Now that the job has come to an end, I’m realising how much I did love it, and that as much as I once loved to bring about change, there was no way I would have ever pulled the trigger myself.
This time I’m facing a change that was not of my own making, and I'm getting through by focussing on how re-vitalising change can be.
I’ve been waking each morning to discover a whole new world that exists outside of a radio station: my husband’s morning routine with my teenage stepson, even small things like sharing breakfast together, making lunches and seeing that rush out the door are like “firsts” to me.
I’m taking the time to catch up with friends and colleagues I haven’t spoken with in years and spending time with my extended family.
I’ve had people reach out to me just to say “hey, I like what you do”, And “sorry about your job”. Hearing those things has made it so much easier to get through such a public thing as finishing up a radio show. I imagine losing any other job could make a person feel much more alone in the world, so for that I’m truly grateful.
It might surprise you and maybe the moment I fall in a crying heap is still in my future, but I actually feel amazing. I’ve reverted back to that “change space” where possibilities are endless and the decision about what I'll do next is back where it belongs, in my hands.
At 16 years old, I remember my dad coming home one day with bad news. The company he’d spent most of his career working for had been placed in the hands of recievers. It was a decision made by over-seas owners with very little connection to him or the dozens of staff he had working for him. That day was the first time I’d seen my typical Aussie male father, cry.
It was my mother who said: “It’s not the end of the world”.

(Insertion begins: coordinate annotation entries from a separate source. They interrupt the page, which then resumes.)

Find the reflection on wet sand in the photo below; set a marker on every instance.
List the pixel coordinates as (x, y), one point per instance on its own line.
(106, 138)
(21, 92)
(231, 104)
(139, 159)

And it wasn’t. In the months that followed they teamed up with a couple of partners to land a franchise contract and form a new company of their own. Today the profit turned by that company is funding my parents’ retirement.
I’m pretty sure that’s where my life-long love-affair with change began.
I can't tell you where my journey will take me next, but I know that for now I'll be relishing the chance to share more here, so keep an eye out for new posts.
I'm looking forward to exploring a few things here that aren't tied to a radio or TV show. A space to keep in touch and connect with people who like what they've heard, read or seen of what I do, and really come to terms with my own identity outside of radio.
Thanks to everyone who's offered support this week, I'll never forget this time.